Archives

Fonction publique - Le rapport Pêcheur appelle le gouvernement à engager une nouvelle politique salariale

Le rapport de Bernard Pêcheur sur la fonction publique développe une "stratégie de long terme". Prônant le maintien d'une fonction publique de carrière organisée par les statuts, il appelle toutefois à de nombreuses réformes, notamment en matière salariale. Pour lui, le gel de la valeur du point d'indice ne pourra pas durer encore très longtemps, au risque sinon d'aboutir à une fonction publique "sous-payée".

"Donner du sens à l'action publique", "assurer la confiance des citoyens dans les agents publics", "améliorer la gouvernance de la fonction publique", "développer les responsabilités et mieux gérer les ressources humaines", "prévenir toute dérive clientéliste"... Les défis auxquels la fonction publique doit faire face sont multiples, constate Bernard Pêcheur, président de la section de l'administration du Conseil d'Etat dans le rapport qu'il a remis le 4 novembre au Premier ministre. Dans ce document de 240 pages, il appelle le gouvernement à se doter d'une "stratégie de long terme pour la fonction publique et le service public". Un cap qu'il s'applique à préciser en particulier sur le terrain de la rémunération des agents publics.

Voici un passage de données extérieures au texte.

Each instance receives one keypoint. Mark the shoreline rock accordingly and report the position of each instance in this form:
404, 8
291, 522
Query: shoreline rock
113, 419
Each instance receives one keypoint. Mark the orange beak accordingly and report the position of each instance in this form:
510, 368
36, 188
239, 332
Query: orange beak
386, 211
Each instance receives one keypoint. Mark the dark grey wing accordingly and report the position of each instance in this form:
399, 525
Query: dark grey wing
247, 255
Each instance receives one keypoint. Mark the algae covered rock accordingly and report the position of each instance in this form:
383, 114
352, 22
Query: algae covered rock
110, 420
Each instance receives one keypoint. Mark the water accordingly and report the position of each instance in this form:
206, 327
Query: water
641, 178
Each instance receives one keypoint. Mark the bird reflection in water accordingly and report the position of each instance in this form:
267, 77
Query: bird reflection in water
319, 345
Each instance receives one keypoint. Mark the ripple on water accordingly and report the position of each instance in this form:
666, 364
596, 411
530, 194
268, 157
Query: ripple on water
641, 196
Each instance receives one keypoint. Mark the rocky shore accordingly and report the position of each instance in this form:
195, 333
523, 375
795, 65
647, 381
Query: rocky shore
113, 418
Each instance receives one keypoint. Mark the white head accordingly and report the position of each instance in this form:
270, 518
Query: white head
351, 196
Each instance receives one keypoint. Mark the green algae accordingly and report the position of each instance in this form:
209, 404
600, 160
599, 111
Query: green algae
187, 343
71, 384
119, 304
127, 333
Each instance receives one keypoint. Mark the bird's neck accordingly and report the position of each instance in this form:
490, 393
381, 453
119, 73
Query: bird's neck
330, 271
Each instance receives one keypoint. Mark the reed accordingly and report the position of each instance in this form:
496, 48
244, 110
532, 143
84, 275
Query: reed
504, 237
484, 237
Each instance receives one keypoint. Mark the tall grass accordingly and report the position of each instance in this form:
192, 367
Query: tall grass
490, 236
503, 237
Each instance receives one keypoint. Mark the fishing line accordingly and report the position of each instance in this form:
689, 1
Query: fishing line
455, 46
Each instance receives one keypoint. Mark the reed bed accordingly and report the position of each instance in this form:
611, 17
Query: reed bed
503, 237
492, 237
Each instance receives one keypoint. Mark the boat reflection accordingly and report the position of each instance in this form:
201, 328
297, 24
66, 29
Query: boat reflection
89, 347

Stopper le gel du point d'indice

Au moment où la ministre en charge de la fonction publique doit entamer, le 5 décembre, une concertation sur les rémunérations, les carrières et les parcours professionnels des agents, celui qui fut directeur général de l'administration et de la fonction publique de 1989 à 1993 lance un pavé dans la mare en appelant à une rénovation de la politique salariale. "La France (...) ne peut avoir pour ambition d'avoir des fonctionnaires et des militaires 'au rabais', une fonction publique sous-développée", écrit-il.
Alors que le gouvernement a annoncé en juillet que le point d'indice serait de nouveau gelé en 2014 – sauf pour les agents de catégorie C et certains agents de la catégorie B – et qu'au mois de juin, la Cour des comptes a préconisé une poursuite du gel jusqu'en 2015, cette mesure "ne saurait dans la durée tenir lieu de politique salariale", plaide le haut fonctionnaire. Elle a pour conséquence "l'écrasement de la grille", précise-t-il. En clair, les indices du bas de la grille ont été revalorisés pour être alignés sur le Smic. Mais les indices des échelons et grades plus élevés ne l'ont pas été. Résultat : "Sans évolution de la grille, le Smic talonnera le bas de la grille de la catégorie B d'ici 2015 et celui de la catégorie A d'ici 2017." De ce fait, l'écart entre le traitement indiciaire le plus faible et celui qui est le plus élevé n'est donc aujourd'hui "que de 4,85". "Le système salarial de la fonction publique française est aujourd'hui extrêmement – et sans doute trop – égalitaire", en conclut Bernard Pêcheur. Qui juge par ailleurs "trop élevée" la place prise par les primes dans la rémunération globale des fonctionnaires (18% en moyenne pour un agent de la territoriale).

Pas de "big bang"

Les modalités de la promotion des agents non plus ne sont pas exemptes de critiques, d'après celui qui est passé par plusieurs cabinets ministériels sous des gouvernements socialistes : ces règles ont été fixées "sans réelle préoccupation de gestion prévisionnelle des effectifs". Dans le même temps, les catégories hiérarchiques (A, B, C), critiquées y compris par les syndicats, ont progressivement "perdu de leur sens".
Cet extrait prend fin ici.